From: [EMAIL PROTECTED] (R. Knauer)
Subject: Re: True Randomness  The Law Of Large Numbers
Date: Wed, 12 May 1999 12:41:29 GMT
Reply-To: [EMAIL PROTECTED]

On Wed, 12 May 1999 06:07:42 GMT, "Douglas A. Gwyn" [EMAIL PROTECTED]
wrote:

 Then why does Feller claim that it is fundamentally incorrect to infer
 the properties of random number generation from the time average of a
 single sequence?

Who cares why he says that, it's not relevant.

Are you saying that Feller does not know what he is talking about?

It's hard to be sure what you mean by terms like "1-bit bias".

There should be no difficulty in understanding that term at all. It is
quite commonly used in discussions about randomness. It is one of the
different kinds of group bias.

The Monobit Test checks the first moment of the distribution,

I think you need to demonstrate that formally.
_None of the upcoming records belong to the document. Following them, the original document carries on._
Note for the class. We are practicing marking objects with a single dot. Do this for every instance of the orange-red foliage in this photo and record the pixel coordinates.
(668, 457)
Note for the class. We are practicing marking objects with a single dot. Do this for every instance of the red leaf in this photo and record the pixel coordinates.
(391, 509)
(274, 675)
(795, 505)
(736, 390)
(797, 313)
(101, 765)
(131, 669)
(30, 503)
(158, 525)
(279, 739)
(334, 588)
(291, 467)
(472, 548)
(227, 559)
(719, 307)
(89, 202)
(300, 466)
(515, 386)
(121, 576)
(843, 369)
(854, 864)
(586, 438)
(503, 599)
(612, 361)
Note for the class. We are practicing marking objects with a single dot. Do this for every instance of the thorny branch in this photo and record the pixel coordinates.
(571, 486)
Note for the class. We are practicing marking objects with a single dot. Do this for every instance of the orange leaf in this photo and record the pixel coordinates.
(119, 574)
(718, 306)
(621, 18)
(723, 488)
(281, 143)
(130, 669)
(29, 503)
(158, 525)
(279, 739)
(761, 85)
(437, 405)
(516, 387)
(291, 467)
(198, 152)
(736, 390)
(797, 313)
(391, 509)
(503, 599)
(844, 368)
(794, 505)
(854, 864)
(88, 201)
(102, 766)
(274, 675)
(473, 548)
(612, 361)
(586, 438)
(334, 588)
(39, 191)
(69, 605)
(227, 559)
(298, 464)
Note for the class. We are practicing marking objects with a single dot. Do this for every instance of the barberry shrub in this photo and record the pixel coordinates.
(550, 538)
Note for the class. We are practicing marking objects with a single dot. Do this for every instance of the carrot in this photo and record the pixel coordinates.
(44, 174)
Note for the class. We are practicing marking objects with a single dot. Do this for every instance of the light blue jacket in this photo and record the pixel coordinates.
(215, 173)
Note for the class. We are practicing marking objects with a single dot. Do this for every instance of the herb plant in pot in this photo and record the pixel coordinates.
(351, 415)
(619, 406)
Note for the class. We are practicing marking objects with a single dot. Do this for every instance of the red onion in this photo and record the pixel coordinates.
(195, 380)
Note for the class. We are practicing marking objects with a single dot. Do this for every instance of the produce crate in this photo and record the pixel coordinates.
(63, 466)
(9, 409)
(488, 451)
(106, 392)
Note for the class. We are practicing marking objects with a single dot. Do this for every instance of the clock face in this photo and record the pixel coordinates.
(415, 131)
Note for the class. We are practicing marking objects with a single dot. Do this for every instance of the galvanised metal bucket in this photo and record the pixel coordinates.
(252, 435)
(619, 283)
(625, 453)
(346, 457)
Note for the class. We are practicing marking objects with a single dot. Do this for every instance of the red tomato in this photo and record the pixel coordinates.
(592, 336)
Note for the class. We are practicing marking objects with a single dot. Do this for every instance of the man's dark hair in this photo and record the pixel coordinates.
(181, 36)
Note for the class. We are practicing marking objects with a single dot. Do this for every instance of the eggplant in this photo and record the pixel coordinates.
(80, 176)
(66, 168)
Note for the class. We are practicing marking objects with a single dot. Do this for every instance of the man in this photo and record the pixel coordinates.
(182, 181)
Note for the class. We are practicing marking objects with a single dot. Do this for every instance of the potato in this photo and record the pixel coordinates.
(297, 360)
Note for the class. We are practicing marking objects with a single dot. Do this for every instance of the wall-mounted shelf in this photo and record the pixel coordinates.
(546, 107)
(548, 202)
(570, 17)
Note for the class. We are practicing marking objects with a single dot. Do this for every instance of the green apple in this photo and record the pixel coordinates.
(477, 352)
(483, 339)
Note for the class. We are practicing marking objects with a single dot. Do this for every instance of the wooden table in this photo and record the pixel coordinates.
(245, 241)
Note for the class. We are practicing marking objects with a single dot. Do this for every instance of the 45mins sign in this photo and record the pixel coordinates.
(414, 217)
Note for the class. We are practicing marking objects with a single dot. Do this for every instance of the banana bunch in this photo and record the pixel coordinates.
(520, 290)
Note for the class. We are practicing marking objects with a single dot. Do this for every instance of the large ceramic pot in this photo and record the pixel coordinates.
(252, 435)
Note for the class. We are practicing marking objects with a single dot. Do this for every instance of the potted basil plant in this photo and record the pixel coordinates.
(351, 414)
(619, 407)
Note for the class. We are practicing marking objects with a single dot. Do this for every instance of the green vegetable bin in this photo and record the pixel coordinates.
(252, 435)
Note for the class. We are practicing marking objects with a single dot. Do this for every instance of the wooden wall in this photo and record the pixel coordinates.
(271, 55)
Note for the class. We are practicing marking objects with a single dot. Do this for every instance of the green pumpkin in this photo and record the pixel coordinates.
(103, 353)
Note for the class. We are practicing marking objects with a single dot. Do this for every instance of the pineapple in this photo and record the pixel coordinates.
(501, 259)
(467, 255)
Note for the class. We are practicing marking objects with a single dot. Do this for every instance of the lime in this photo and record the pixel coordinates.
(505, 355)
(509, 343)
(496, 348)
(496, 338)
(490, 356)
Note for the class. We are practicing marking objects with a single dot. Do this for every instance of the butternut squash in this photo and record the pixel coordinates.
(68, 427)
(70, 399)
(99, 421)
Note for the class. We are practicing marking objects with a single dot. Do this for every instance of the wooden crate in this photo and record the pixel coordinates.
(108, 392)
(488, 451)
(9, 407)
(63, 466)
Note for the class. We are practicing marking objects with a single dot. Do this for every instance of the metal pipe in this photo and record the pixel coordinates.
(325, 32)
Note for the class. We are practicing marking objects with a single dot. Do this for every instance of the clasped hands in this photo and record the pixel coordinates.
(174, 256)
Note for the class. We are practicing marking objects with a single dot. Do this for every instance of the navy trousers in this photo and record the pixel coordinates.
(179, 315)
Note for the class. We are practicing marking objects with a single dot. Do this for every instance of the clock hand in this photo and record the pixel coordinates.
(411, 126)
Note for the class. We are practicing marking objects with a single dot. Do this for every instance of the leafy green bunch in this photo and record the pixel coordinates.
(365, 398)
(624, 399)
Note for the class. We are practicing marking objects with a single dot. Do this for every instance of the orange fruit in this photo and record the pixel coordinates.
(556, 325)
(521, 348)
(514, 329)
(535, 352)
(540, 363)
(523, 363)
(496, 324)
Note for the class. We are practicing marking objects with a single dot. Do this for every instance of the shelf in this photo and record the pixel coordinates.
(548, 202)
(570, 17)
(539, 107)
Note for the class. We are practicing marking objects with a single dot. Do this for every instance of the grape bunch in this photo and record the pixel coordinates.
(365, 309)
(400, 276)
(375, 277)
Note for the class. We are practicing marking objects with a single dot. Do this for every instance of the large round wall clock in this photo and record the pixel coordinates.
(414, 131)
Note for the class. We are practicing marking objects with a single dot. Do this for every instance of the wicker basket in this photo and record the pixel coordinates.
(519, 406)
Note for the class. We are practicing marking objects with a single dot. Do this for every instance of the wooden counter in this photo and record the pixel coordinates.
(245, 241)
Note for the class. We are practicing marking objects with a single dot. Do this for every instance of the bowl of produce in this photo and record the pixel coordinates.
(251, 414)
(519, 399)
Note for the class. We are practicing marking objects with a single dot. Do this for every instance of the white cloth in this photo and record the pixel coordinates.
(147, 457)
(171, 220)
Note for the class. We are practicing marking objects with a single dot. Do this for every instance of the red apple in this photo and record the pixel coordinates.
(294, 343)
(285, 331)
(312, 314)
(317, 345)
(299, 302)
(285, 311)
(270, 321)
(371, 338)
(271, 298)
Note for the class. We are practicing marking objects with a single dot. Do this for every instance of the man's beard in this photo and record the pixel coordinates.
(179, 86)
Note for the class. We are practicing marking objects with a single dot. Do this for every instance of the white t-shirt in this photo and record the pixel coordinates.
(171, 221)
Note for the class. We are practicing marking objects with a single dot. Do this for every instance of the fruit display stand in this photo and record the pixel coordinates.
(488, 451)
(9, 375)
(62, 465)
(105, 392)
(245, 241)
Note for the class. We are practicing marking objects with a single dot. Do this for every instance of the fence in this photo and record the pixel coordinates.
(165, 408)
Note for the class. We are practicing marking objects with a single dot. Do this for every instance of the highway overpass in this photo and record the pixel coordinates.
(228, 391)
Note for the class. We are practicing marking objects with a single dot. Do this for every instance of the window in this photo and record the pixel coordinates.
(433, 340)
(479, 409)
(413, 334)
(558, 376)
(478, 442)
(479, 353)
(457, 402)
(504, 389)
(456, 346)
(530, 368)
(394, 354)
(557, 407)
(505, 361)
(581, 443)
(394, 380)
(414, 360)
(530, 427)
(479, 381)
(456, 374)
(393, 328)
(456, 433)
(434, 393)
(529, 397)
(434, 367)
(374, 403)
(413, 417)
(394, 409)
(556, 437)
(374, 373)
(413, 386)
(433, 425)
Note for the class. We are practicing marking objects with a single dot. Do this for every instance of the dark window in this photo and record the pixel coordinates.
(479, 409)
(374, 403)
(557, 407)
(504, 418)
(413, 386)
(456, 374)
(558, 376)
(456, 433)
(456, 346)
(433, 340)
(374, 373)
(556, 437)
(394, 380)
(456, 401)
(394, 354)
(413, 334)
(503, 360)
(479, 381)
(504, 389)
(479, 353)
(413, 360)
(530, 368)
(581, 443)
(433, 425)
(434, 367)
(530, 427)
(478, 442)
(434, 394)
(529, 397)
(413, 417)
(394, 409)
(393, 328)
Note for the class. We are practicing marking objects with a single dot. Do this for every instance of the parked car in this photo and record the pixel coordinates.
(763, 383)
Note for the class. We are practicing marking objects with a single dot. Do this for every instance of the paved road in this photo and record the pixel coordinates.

If John Jones makes only $25,000/year, then there is evidence that he
isn't a very good salesman, and you should consider not using him to
peddle your product.

It depends on whether that is his consistent earnings level. One
annual earnings report is not sufficient to characterize his overall
performance over his productive years.

If you want to formulate a monobit-type test that takes a large number
of samples into account, then I would agree that it might have merit.
But just one test on one small sample is not sufficient.